May’s Downing St. office said Conservative Chief Whip Gavin Williamson was in Belfast Saturday for talks with the DUP “on how best they can provide support to the government.”
The DUP, whose 10 seats would allow the government to get measures through Parliament, is a socially conservative pro-British Protestant group that opposes abortion and same-sex marriage and includes both environmentalists and climate-change deniers among its senior ranks.
The DUP was founded in the 1970s by the late firebrand preacher Ian Paisley, and in the 1980s was a key player in the “Save Ulster from Sodomy” campaign, which unsuccessfully fought against the legalization of gay sex.
Ruth Davidson, the Conservative leader in Scotland, said she had asked May for assurances that there would be no attack on gay rights after a deal with the DUP.

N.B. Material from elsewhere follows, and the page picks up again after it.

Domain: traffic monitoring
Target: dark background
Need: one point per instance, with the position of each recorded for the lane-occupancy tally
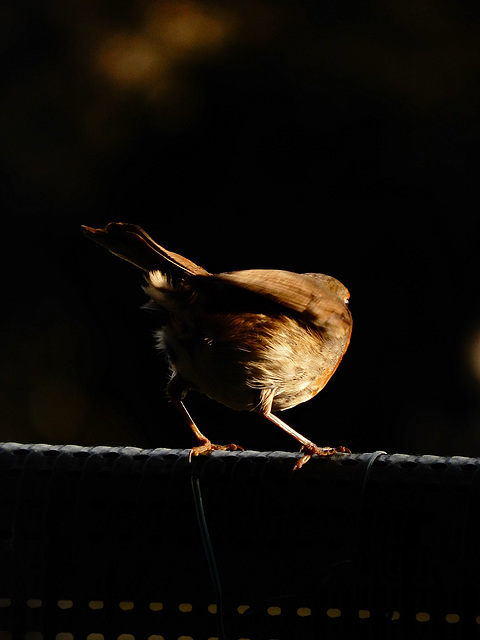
(310, 136)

Northern Ireland is the only part of the U.K. in which same-sex marriage is illegal.
“It’s an issue very close to my heart and one that I wanted categoric assurances from the prime minister on, and I received (them),” said Davidson, who is engaged to be married to her female partner.
DUP Leader Arlene Foster recently denied the party was homophobic.
“I could not care less what people get up to in terms of their sexuality. That’s not a matter for me,” she said. “When it becomes a matter for me is when people try to redefine marriage.”
A deal between the government and the DUP could also unsettle the precarious balance between Northern Ireland’s British loyalist and Irish nationalist parties.
May’s authority over her party was shattered by the election result. She called the early election with her party comfortably ahead in the polls in the hope of increasing her majority and strengthening Britain’s hand in exit talks with the European Union.
Instead, the result has sown confusion and division in British ranks, just days before negotiations are due to start on June 19.
Labour leader Jeremy Corbyn, riding a wave of acclaim for his party’s unexpectedly strong showing, called on May to resign.
She seems secure for the immediate future, because senior Conservatives don’t want to plunge the party into a damaging leadership contest. But Britain’s Saturday newspapers agreed she is just clinging on.
“May fights to remain PM,” said the front page of the Daily Telegraph, while the Times of London said: “May stares into the abyss.”